例えばGranger’sは、PFCフリーの環境に優しい撥水剤に特化している。Atskoは、ハンティングやフィッシング・ギアのような過酷な条件下での製品作りに注力している。ギア・エイドは撥水剤と補修用品を幅広く取り揃えており、アウトドア愛好家の御用達ブランドとなっている。

撥水剤を使うときに避けたい一般的な間違い

撥水剤は非常に効果的ですが、最適な性能を確保するために避けるべき一般的な間違いがいくつかあります:

– 撥水剤を塗る前に道具をきちんとクリーニングしない。撥水剤を塗布する前にギアの汚れをきちんと落とさない。汚れがしっかりと落ちていない場合、汚れによっては撥水剤の定着の妨げになる場合があります。また、他にも汚れによっては汚れの上から撥水剤がコーティングされてしまい、より一層汚れを定着させてしまうことがあります。

– たくさん撥水剤を使うほど効果が高いと思いがちですがこれらは間違いです。むしろ不具合が発生しやすくなります。撥水剤の使いすぎ。撥水剤を使いすぎると、ベタつきや通気性の低下を招く。また、最悪の場合は撥水シミができてしまう。これらのシミは一般家庭で取り除くことは難しくなり、専門家の力を借りる必要があるでしょう。。

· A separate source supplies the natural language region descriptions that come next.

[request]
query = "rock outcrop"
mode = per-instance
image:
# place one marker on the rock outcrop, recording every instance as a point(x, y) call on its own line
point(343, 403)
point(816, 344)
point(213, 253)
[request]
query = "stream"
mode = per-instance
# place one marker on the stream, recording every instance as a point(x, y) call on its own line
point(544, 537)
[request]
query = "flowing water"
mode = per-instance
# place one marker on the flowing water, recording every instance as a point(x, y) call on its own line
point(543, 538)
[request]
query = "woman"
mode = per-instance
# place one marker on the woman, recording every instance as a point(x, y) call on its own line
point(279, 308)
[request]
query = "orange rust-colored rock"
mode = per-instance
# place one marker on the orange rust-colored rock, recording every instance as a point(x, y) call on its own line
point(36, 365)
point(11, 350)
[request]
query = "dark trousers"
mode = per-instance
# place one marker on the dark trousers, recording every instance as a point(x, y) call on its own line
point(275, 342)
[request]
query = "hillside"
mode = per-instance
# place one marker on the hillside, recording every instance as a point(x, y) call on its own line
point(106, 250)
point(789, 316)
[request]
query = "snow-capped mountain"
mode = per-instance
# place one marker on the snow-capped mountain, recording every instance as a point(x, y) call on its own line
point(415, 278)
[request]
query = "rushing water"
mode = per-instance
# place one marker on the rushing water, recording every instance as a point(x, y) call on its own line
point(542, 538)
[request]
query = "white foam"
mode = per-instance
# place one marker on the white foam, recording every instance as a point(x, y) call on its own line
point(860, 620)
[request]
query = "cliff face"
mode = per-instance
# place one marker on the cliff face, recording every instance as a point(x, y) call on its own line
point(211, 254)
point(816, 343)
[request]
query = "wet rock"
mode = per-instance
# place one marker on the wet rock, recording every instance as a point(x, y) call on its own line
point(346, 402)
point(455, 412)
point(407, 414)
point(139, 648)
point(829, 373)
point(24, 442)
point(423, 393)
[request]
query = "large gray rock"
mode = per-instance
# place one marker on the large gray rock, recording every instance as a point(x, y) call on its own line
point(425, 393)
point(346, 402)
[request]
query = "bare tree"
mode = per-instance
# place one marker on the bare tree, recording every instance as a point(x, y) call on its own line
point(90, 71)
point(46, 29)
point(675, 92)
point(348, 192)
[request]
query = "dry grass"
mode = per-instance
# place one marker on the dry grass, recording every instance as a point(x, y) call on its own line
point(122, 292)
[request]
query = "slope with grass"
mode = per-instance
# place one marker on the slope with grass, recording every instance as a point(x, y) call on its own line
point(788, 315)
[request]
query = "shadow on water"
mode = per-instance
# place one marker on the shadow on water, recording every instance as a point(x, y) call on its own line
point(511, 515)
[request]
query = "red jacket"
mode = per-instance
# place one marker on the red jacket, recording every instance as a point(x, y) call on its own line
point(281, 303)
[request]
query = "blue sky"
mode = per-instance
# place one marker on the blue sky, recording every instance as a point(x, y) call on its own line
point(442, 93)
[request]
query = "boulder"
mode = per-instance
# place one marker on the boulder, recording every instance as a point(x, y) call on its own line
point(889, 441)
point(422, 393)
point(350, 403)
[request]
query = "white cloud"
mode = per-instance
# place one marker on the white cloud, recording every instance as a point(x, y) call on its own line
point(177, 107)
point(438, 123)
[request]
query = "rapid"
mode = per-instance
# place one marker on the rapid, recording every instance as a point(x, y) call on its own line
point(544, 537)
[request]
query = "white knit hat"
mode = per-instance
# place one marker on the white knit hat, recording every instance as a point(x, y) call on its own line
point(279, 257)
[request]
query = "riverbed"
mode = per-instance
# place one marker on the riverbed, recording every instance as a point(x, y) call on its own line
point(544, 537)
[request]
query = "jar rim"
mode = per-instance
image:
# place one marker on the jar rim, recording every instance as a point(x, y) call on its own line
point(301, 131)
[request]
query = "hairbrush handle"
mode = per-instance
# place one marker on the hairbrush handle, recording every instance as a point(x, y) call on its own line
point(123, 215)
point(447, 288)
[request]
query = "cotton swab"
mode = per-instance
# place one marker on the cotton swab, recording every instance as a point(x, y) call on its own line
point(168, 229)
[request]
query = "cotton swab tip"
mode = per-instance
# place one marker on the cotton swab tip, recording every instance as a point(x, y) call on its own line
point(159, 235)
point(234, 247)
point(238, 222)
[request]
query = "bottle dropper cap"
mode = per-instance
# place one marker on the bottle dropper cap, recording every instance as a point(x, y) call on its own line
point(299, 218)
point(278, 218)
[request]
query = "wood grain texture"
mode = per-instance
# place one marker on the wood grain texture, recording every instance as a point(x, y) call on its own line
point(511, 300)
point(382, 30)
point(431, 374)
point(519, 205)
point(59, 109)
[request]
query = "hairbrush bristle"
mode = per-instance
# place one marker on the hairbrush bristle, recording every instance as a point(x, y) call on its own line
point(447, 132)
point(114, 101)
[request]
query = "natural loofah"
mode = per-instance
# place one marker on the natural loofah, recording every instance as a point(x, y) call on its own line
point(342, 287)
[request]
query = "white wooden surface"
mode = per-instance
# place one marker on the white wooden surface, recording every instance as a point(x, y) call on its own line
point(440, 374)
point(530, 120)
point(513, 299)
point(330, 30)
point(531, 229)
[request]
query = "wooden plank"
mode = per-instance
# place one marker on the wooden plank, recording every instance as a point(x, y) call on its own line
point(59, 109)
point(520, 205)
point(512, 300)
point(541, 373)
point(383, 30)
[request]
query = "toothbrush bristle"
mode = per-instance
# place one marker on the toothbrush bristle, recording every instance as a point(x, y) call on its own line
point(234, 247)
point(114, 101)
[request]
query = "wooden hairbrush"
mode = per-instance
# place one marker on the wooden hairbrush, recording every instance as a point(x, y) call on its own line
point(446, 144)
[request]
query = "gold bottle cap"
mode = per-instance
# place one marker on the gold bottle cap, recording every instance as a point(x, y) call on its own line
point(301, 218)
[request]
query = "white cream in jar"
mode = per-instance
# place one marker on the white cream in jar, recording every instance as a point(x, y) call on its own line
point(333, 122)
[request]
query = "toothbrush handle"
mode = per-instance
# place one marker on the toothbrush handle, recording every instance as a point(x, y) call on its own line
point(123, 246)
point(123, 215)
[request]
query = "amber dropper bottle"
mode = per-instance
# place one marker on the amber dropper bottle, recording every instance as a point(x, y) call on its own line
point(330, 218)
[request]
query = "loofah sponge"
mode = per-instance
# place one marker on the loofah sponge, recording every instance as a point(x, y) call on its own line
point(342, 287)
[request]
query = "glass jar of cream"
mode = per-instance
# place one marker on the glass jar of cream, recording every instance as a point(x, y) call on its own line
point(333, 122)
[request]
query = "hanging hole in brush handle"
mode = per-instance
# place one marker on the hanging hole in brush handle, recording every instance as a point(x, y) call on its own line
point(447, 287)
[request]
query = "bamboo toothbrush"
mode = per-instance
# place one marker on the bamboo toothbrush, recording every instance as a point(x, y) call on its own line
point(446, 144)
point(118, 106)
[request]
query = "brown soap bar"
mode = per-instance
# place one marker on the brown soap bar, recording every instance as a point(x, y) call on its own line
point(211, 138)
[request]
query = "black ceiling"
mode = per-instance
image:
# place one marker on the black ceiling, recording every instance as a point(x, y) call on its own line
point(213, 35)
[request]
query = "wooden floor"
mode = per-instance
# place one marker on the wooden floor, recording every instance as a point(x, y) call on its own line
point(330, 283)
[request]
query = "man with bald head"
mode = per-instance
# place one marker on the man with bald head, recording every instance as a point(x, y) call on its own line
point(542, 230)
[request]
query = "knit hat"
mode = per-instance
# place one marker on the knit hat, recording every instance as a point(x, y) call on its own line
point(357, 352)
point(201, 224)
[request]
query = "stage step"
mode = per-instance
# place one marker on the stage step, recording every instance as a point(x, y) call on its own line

– 乾燥を早めるために高い熱源を使用すること。高温は素材にダメージを与え、縫い目に施されているシームテープの剥がれや、溶着ウェアの場合は溶着部分の剥がれが生じる場合があります。

– 適切な換気をせずに屋内で撥水剤を塗布すること。製品によっては強い匂いやガスが発生する場合があるので、換気の良い場所で作業するのがベストです。

おわりに 撥水剤の重要性とゴアテックスウェアへの影響

結論として、撥水剤はアウトドアギアを外気から守る上で重要な役割を果たします。
雨の中のハイキングでも、湖畔でのキャンプでも、雪の斜面を滑り降りるスキーでも、DWRはギアをドライで快適なベストコンディションに保ってくれます。

Nikwaxをはじめとする一流ブランドの撥水剤の種類と適切な塗り方を理解することで、アウトドア用品の寿命と性能を最大限に引き出すための情報を得ることができます。
ただしこれらの撥水剤の限界を知ったうえで、その性能が満足できない場合は、DWRの専門家に依頼することがベストです。
家庭で行う簡易メンテナンスとプロの設備で行うDWRには性能に差があり、より高い性能を求める場合、使い分けが必要となります。